According to Solce, her let-the-viewer-decide approach would not have been such a hard sell 10 or 15 years ago. “But if you touch the gun world right now and you want it to be mainstream, it has to be anti-gun. It just has to.”

If Solce came to the subject without an agenda, in part it’s because she came to it — and documentary filmmaking in general — by accident.

Solce’s background is in acting, writing, and theater directing — she mounted a small but well-regarded New York City production of “The Crucible” some years back. “I never thought I was going to make documentaries,” she says. “I literally never thought about documentaries at all, other than to sometimes watch one and enjoy it.”

A chance meeting in 2013 with a family friend named Greg Bokor changed that. When Bokor casually mentioned that he was about to debut an art installation in reaction to the Sandy Hook shootings (which had happened the previous December) something clicked.

“That was moment in my life where I had finally [started to realize] how media worked and how every time you saw this issue, there was nothing really important being discussed,” says Solce. “Just fear and the imagery of terror to get this emotional response.”

Solce called up a director of photography she knew, and five days later, she was filming. Originally, she had only planned to cover the installation, “but within two weeks, I realized I was making a feature.”
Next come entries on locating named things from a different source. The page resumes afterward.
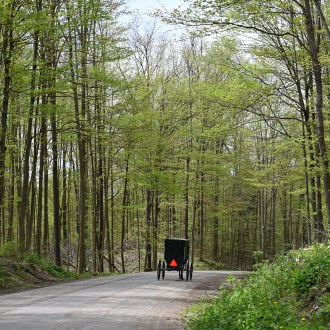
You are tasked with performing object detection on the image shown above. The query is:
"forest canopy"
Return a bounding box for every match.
[0,0,330,273]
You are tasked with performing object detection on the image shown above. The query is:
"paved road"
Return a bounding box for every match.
[0,271,242,330]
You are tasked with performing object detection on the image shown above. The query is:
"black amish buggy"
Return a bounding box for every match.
[157,238,193,281]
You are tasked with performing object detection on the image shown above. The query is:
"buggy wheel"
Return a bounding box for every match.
[157,260,161,281]
[186,260,189,281]
[162,261,165,279]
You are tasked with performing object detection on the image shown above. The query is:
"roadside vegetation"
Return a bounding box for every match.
[0,243,81,294]
[185,244,330,330]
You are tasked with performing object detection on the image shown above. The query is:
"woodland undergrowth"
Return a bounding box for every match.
[184,244,330,330]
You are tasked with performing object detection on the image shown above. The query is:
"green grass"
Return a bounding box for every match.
[185,244,330,330]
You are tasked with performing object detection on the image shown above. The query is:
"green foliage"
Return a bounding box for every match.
[184,245,330,330]
[23,253,76,278]
[0,242,18,258]
[294,245,330,296]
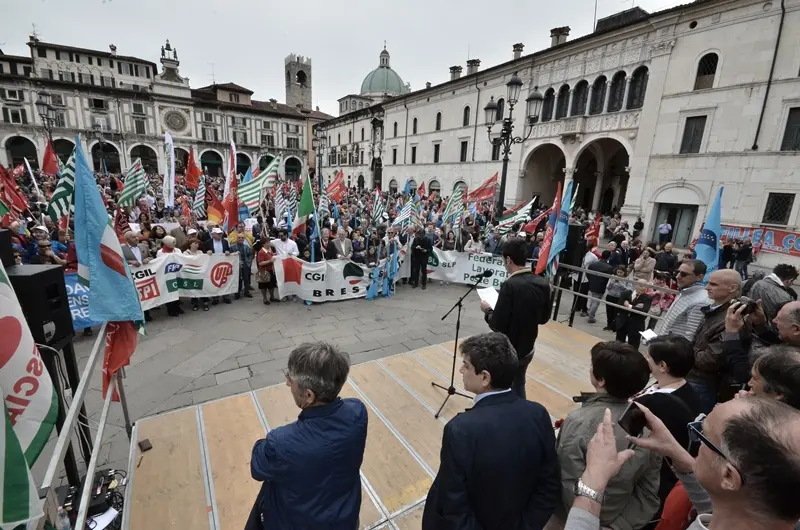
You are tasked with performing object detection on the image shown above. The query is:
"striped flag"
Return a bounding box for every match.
[239,157,281,212]
[118,158,147,207]
[0,263,58,528]
[192,173,206,217]
[47,151,75,224]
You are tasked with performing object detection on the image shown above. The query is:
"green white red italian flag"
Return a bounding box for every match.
[0,258,58,529]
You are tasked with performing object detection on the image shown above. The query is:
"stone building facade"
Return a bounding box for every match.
[0,37,330,178]
[316,0,800,265]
That feature was Solce’s self-funded 2014 debut, “No Control,” a notably even-handed examination of the gun debate that features interviews with figures across the political spectrum. Among the gun rights advocates Solce spoke to was Wilson.

In fact, “No Control” ends with Wilson prophetically announcing the inevitability of the new freedom promised by 3D-printed guns. The moment all but demands a follow-up; Solce soon began working on one. Solce threw herself in to making what would become “Death Athletic” the same way she started her first film: “impulsively.”

An unfinished story

“I wasn’t done with the story. I was tired of seeing people making ineffectual, small, biased shorts on what Cody was doing,” Solce says. “I realized that this gun issue wasn’t really about guns. It was about the First Amendment. It was about sharing information online. It was about the digital era. It encapsulates and incorporates everything that’s happening in the Bitcoin space.” Solce contacted Wilson, and he got on board.
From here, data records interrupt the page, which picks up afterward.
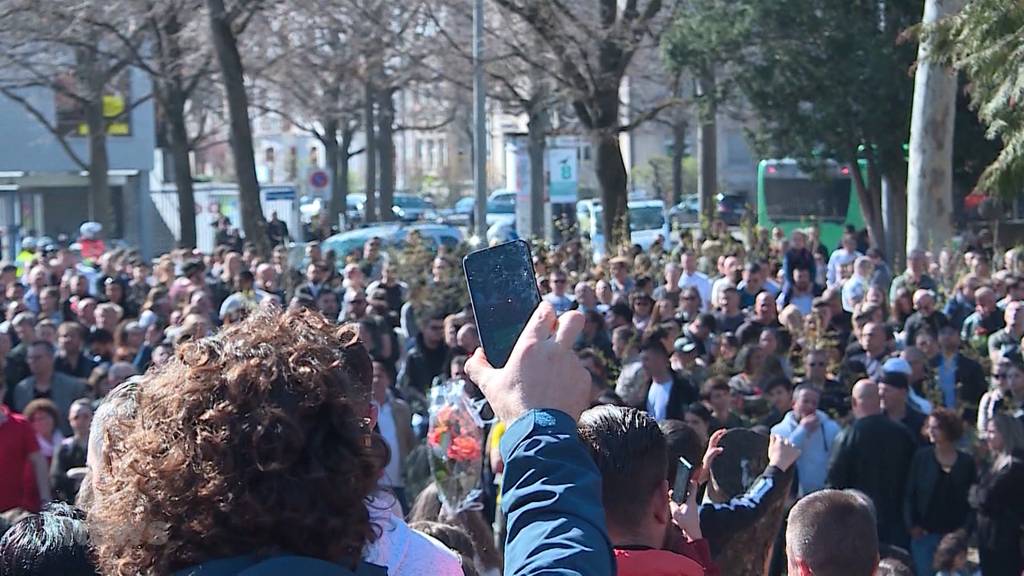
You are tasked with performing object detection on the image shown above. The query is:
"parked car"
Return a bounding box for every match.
[717,194,749,227]
[345,193,437,225]
[577,200,672,261]
[487,190,515,229]
[669,194,700,228]
[391,194,437,222]
[317,222,463,270]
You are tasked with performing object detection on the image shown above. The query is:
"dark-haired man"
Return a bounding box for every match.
[827,379,916,548]
[879,361,928,446]
[785,490,879,576]
[54,322,96,380]
[14,340,85,438]
[398,313,449,395]
[580,406,710,576]
[771,385,839,496]
[638,338,697,421]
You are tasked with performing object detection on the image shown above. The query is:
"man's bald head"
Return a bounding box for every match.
[785,490,879,576]
[852,378,882,418]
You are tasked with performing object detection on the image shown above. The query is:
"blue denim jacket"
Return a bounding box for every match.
[174,556,387,576]
[501,410,615,576]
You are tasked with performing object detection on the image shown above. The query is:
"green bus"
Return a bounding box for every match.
[758,159,864,250]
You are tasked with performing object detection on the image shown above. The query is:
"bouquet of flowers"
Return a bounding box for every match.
[427,380,483,516]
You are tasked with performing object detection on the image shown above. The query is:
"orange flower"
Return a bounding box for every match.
[427,426,446,446]
[447,436,480,462]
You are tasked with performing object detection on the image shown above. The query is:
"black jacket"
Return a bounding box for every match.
[903,311,949,346]
[903,446,978,530]
[698,466,793,557]
[930,353,988,416]
[399,334,449,394]
[826,414,916,547]
[666,370,700,420]
[976,458,1024,576]
[50,438,86,502]
[53,353,96,380]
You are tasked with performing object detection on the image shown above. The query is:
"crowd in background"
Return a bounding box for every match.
[0,222,1024,576]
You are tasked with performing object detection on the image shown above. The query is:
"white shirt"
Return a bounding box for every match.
[647,379,672,422]
[711,276,738,311]
[679,271,712,312]
[843,274,868,314]
[362,496,463,576]
[377,394,402,488]
[544,292,573,316]
[825,248,863,287]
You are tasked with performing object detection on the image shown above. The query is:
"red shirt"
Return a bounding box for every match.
[614,548,705,576]
[0,405,39,512]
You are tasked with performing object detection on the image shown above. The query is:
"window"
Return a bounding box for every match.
[764,177,851,221]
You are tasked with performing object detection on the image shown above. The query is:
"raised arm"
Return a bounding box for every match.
[466,302,614,576]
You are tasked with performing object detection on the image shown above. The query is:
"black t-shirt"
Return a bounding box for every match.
[921,468,971,534]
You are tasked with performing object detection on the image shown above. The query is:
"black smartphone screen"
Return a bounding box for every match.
[672,456,693,505]
[462,240,541,368]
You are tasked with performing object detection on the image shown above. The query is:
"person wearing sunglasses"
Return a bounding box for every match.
[978,354,1024,438]
[799,348,850,416]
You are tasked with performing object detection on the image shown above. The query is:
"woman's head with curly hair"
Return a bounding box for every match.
[89,311,379,575]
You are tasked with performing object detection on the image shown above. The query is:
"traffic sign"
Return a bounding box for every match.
[309,170,331,190]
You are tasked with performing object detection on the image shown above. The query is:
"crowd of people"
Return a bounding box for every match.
[0,218,1024,576]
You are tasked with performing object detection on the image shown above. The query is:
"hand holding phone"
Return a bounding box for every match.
[466,302,591,423]
[462,240,541,368]
[672,456,693,505]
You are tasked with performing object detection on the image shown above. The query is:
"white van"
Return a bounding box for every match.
[577,200,672,261]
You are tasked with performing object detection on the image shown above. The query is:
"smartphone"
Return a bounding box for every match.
[462,240,541,368]
[672,456,693,505]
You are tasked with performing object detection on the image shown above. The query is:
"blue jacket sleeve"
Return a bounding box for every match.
[501,410,615,576]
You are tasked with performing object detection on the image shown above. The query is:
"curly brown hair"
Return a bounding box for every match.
[89,311,380,575]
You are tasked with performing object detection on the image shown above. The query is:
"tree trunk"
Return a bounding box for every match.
[362,79,377,222]
[85,97,113,238]
[672,114,689,206]
[523,99,549,238]
[321,119,345,232]
[75,43,114,238]
[206,0,270,256]
[334,127,355,232]
[882,173,908,270]
[377,90,395,222]
[906,0,964,250]
[697,72,718,225]
[591,130,630,250]
[164,88,196,248]
[851,152,886,250]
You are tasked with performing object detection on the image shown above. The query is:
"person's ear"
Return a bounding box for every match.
[650,480,672,526]
[367,402,381,429]
[792,558,815,576]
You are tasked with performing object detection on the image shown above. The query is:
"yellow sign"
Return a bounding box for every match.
[78,94,131,136]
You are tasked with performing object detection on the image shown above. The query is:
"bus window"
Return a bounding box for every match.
[764,176,852,222]
[630,206,665,232]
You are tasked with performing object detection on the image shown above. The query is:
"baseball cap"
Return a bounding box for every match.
[882,358,913,376]
[673,336,697,354]
[882,372,910,389]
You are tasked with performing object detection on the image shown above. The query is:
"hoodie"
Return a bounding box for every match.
[771,410,840,496]
[174,556,387,576]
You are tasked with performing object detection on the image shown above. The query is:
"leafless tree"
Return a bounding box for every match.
[0,0,150,237]
[205,0,270,255]
[79,0,220,248]
[253,0,364,233]
[485,0,665,246]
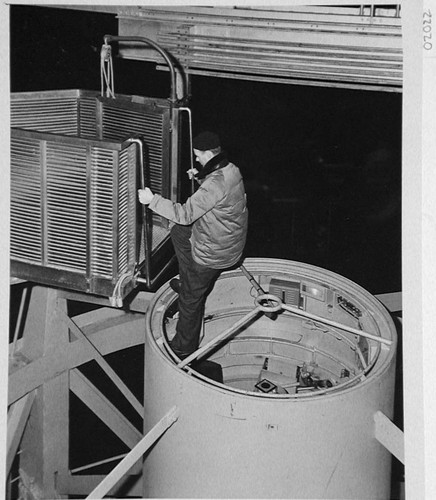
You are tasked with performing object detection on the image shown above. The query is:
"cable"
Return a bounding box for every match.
[100,43,115,99]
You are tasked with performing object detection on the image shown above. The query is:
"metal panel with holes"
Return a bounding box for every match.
[10,90,177,301]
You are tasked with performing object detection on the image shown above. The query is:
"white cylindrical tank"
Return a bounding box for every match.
[143,259,397,500]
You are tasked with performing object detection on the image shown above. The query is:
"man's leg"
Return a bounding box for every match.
[171,226,220,357]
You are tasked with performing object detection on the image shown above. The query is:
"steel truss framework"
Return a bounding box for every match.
[7,286,158,498]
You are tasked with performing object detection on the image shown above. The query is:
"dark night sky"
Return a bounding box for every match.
[10,6,401,293]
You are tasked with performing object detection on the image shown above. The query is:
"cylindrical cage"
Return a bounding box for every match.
[144,259,397,499]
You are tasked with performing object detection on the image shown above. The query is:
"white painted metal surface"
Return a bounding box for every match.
[143,259,397,499]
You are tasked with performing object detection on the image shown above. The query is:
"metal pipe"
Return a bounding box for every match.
[104,35,177,104]
[177,306,262,368]
[277,299,392,345]
[179,107,195,194]
[128,137,151,288]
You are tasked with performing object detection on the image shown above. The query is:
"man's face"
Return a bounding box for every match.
[194,148,209,167]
Like its predecessor, “Death Athletic” was paid for out of Solce’s pocket. Despite the obvious limitation of this approach, Solce says it can be motivating. “Nobody can tell you not to do it. You don’t have to wait for permission. You don’t have to pitch for six to eight months. [If I’d had to] do that with either of those films, neither of them would have happened.”

Forging a career

Getting the movie noticed is its own struggle. “Right now, it’s a lovely trickle [of viewers] and I appreciate every single person who watches it,” says Solce. “But it’s still kind of lost in this niche world. Breaking out into any kind of mainstream has been a process of talking to people, trying to get on podcasts,” Solce says.
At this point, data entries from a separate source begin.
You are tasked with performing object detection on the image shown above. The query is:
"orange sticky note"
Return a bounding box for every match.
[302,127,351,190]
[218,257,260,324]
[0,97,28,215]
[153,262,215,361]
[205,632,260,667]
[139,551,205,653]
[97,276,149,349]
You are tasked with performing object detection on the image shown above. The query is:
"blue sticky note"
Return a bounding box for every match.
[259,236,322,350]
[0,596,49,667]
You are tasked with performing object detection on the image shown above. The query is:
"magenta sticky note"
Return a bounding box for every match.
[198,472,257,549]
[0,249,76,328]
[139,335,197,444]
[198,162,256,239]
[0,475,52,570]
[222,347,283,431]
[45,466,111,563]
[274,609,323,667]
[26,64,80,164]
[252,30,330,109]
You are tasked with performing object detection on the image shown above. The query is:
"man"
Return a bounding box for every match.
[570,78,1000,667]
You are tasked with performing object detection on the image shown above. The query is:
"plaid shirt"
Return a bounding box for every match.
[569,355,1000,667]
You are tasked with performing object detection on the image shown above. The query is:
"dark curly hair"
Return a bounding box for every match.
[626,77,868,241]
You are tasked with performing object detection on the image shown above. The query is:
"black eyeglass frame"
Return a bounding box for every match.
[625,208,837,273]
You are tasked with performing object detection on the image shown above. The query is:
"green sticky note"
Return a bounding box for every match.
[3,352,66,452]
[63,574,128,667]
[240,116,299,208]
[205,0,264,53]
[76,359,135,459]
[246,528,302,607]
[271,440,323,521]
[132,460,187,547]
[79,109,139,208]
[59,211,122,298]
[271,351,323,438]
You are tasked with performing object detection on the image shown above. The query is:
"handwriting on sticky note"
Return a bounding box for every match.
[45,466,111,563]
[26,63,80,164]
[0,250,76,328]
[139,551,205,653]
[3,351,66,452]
And Solce remains optimistic that “Death Athletic” will slowly find a bigger audience. “There’s something evergreen about it. Everybody [who sees it] has these incredibly visceral reactions and they want to discuss it.”

Solce recalls the surprising reactions of some longtime acquaintances when they finally saw “Death Athletic” at the New York City premiere. “Throughout the eight years of me doing this film, they were aggressively against it. Oddly enough, they ended up being extremely moved by it.”

Solce’s next project is “Forging a Country,” a short film about the recent re-election of El Salvador’s populist president, Nayib Bukele. Solce will premiere “Forging a Country” this August at the Palestra Bureau conference in San Salvador.

While Bukele is another potentially divisive subject, Solce says she doesn’t court controversy for its own sake. She merely asks that audiences watch her work with an open mind.

“I think people want an intellectually rigorous experience that’s cinematic and beautiful at the same time,” Solce says. “But they’re scared of the political ramifications of the feelings that they might encounter.”

“Death Athletic” can be streamed on Amazon and Apple TV. Both “Death Athletic” and “No Control” can also be bought directly from the filmmaker.